A mānuka honey-based skincare company endorsed by one of the Kardashian sisters has escalated its trademark battle against a small start-up with a similar name.
Kiwi cosmetics company Manuka Doctor has appealed the Intellectual Property Office's (IPO) earlier decision to allow the Whataroa-based essential oils business to trade under the name of Manuka Medic.
Manuka Doctor told the High Court at Wellington this week that the names were too similar and would likely confuse consumers.
But Manuka Medic believed any reasonable customer would not mix the two.
Manuka Medic founder Rory Hill told NZME it had been demoralising having to fight a financial Goliath when he was just trying to get his business off the ground.
"I figure they have a bit of money to spend and can afford to see how effective an appeal can be," he said.
"Seems like they've got money to burn and are just throwing darts at the wall."
Hill claimed Manuka Doctor's attempts to stop him from using the name was an effort to monopolise mānuka and its health benefits.
His company began in 2018 after Hill moved from Queenstown to the West Coast where he found his sensitive skin cleared up when around native mānuka trees.
From there, he and his dad began distilling the bushes in an old dairy vat they turned into a still and started selling the essential oil at markets and through Hill's website Blackburn Botanicals.
However, when he went to register the brand name Manuka Medic he was taken to the IPO by Manuka Doctor.
Manuka Doctor has been selling skincare products containing extracts from the mānuka plant for nearly a decade and in 2016 it announced Kourtney Kardashian as one of its brand ambassadors.
In an ad by Manuka Doctor, the eldest Kardashian sister, who was recently in New Zealand with her husband Travis Barker and his band Blink-182, said she had been using the products for years before the company asked if she wanted to represent the brand.
Kardashian continues to back the products.
At the appeal, Hill's counsel Matt Sumpter used the analogy of a multi-storey car park to describe the trademark law in New Zealand.
He said the lower level spaces were wider and reserved for larger, more distinctive, and often made-up names like Google or Microsoft.
"As you get higher up the building, the spaces get narrower because they have less distinctiveness," Sumpter said at the hearing.
"If you choose a mark that has a descriptive quality to it then you have to park at the top of the building, and you have to accept that someone might park next to you.
"They might even clip your wing mirror."
Sumpter submitted no one could keep the word "mānuka" to themselves and pointed to other traders who used the word such as Manuka Clinic, Manuka Health and Manuka Care.
"In taking some care, consumers of mānuka-based products are to be given some credit.
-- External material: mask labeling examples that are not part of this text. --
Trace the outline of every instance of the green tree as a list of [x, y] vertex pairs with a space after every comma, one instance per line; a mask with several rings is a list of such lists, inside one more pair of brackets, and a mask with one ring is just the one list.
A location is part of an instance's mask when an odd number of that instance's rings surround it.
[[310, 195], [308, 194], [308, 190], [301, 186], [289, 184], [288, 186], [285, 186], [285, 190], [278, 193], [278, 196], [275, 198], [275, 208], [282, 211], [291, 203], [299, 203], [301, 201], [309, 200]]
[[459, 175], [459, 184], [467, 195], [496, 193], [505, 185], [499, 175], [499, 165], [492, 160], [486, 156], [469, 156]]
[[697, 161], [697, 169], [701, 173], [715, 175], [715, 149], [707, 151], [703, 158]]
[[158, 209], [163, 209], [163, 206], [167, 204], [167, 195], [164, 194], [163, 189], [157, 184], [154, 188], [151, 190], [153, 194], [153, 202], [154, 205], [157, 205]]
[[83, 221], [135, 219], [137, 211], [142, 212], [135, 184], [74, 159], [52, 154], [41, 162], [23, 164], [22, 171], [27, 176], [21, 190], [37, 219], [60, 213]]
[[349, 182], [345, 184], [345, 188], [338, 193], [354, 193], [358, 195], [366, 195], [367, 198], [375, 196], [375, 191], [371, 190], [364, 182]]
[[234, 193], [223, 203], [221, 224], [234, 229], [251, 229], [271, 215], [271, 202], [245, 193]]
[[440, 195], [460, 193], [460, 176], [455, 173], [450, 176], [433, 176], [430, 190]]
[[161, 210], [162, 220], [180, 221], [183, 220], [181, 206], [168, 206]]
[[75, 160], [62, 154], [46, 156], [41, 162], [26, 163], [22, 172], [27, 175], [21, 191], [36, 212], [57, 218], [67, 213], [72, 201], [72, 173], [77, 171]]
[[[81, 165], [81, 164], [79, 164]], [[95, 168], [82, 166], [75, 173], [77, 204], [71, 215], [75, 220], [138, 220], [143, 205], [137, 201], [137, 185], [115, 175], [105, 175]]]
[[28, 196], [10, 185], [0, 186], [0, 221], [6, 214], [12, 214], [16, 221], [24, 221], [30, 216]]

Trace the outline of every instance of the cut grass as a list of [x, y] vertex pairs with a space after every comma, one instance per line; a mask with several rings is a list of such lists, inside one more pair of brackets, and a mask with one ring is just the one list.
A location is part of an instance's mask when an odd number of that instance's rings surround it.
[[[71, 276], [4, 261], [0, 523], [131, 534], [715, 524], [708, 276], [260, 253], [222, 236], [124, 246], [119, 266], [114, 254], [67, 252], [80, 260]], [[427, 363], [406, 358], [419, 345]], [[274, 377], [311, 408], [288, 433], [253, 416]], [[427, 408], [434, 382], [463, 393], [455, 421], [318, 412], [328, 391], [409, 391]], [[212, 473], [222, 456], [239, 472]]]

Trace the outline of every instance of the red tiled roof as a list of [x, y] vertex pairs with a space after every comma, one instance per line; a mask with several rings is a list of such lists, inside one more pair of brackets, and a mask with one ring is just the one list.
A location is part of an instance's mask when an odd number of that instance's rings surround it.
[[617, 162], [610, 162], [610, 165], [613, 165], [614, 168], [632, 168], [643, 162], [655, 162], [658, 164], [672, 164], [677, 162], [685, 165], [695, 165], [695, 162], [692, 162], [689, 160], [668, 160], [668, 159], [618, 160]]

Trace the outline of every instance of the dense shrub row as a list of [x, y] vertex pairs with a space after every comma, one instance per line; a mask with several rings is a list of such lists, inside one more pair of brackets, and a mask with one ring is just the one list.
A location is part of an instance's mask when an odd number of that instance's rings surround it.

They are quite simply unlikely to mix up Doctor and Medic when making a considered purchase of relatively expensive therapeutic items," Sumpter said.
"No reasonable consumer is likely to mix the marks up because they look or sound the same."
Sumpter submitted Manuka Doctor was attempting to assert control of the "central message and idea" of mānuka oil as a health product.
"But in doing so it reaches too far. It has no right to stretch its narrow monopoly wider than the law allows," he said.
Manuka Doctor's lawyer Greg Arthur, KC, used Sumpter's analogy against him in his submissions.
"They're clipping the wing mirror and confusing the point," he said.
"Even if the car spaces are narrow it's still possible for the car next to you to come too close and this is one of those times."
Arthur's submissions centred on the two trademarks being linguistically similar, having the same cadence and that the average consumer would likely get them mixed up.
He said trademarks should be compared by a consumer's imperfect recollection rather than a direct side-by-side comparison.
"There would be a number of shoppers who would react to seeing Manuka Medic by saying 'I think that's what I bought recently', or 'I think that's what my friend purchased'," he said.
"There is a likelihood of confusion."
Arthur said the company accepted the word "mānuka" had a descriptive element but did not describe the products it sold.
"It has the therapeutic benefit of mānuka but it is not mānuka," he said.
"If my product registration was mānuka then we'd have a problem, but it's not.
"We're not hanging our hat on mānuka, we're hanging our hat on the entirety of the trademark."
Justice Paul Radich, who heard the appeal, will release his decision in the coming weeks.
NZME editorial note: Correct spelling of mānuka includes a macron above the 'a'. However, neither of the two companies in this story uses a macron in its trademark. When referencing a trademark or brand in relation to these companies NZME has omitted a macron, but when reference is made to the mānuka plant itself we have used one.